How the center determines mold, pollen counts
The center uses a Burkard spore trap to capture pollen and mold spores on its Greenfield roof.
The trap draws air into the chamber and particles hit a glass microscope slide that’s coated with silicone grease. They stick to the grease, then the center stains and counts them under a microscope.
The center plans to continue measuring through the end of October, then will resume in March or April, when trees begin to bud.
When there are three consecutive days with a count above 10, the first of those days is the official start to a pollen season, Steven said. Once there are three consecutive days with a count below 10, the first of those days is the official end.
How to treat allergy symptoms
To alleviate bothersome allergy symptoms, Steven suggested an over-the-counter, non-drowsy allergy medication, which he previously told the Journal Sentinel “work much better, they last longer and they don’t impair performance when operating machinery and stuff like that,” Steven said in a previous Journal Sentinel interview.
Nasal steroid sprays can also help and are available over the counter as well, he said. He has a video on how to properly use those on the “Patient Resources” tab on his website, myaasc.com.
If issues persist, such as, being too stuffy to breathe through your nose at night or getting sinus infections multiple times a year, he recommends seeing a doctor or allergist.

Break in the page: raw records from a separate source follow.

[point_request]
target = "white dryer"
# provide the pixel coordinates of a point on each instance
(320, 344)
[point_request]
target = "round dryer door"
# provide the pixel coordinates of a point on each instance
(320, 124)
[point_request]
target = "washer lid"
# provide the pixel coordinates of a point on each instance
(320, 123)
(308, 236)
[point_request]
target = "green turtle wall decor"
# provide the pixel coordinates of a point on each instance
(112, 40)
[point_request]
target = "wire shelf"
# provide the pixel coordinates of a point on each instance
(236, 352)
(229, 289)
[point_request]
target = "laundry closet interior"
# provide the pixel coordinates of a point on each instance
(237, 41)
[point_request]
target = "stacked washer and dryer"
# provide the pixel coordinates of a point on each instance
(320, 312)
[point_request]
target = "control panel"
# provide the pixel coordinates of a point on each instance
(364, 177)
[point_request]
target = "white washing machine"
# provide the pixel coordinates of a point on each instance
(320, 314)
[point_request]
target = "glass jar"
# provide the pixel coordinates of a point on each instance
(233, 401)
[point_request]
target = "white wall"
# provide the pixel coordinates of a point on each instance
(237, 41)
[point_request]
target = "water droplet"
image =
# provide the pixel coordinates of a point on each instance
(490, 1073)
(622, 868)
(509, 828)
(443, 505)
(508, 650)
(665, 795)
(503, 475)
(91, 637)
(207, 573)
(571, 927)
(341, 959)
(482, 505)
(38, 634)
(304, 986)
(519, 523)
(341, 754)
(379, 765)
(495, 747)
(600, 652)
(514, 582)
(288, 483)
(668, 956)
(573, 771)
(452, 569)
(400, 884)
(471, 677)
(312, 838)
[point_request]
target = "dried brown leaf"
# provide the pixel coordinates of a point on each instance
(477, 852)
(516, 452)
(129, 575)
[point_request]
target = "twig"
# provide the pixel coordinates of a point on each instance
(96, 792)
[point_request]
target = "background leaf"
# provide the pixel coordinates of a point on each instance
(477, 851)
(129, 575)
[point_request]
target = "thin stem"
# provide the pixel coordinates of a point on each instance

“It drives me nuts the amount of suffering people put up with before going to see the doctor,” he said in a previous interview. “They get a mechanic to look at their car, but they try to treat their medical conditions themselves. You just end up wasting a lot of money and doing needless suffering.”
How to arm yourself against COVID-19
Steven “absolutely” recommends getting the COVID-19 vaccine. He said he brings it up to all of his eligible patients.
“It has become about politics, but it never should have,” he said. “This is a public health thing.”
According to Monday’s data, the number of Wisconsin residents who are fully vaccinated was 3,165,184, which is 54.4% of the population. There have been 3,326,299 residents (57.1% of the population) who have received one dose.
The total number of doses administered was 6,421,777, Monday’s numbers showed.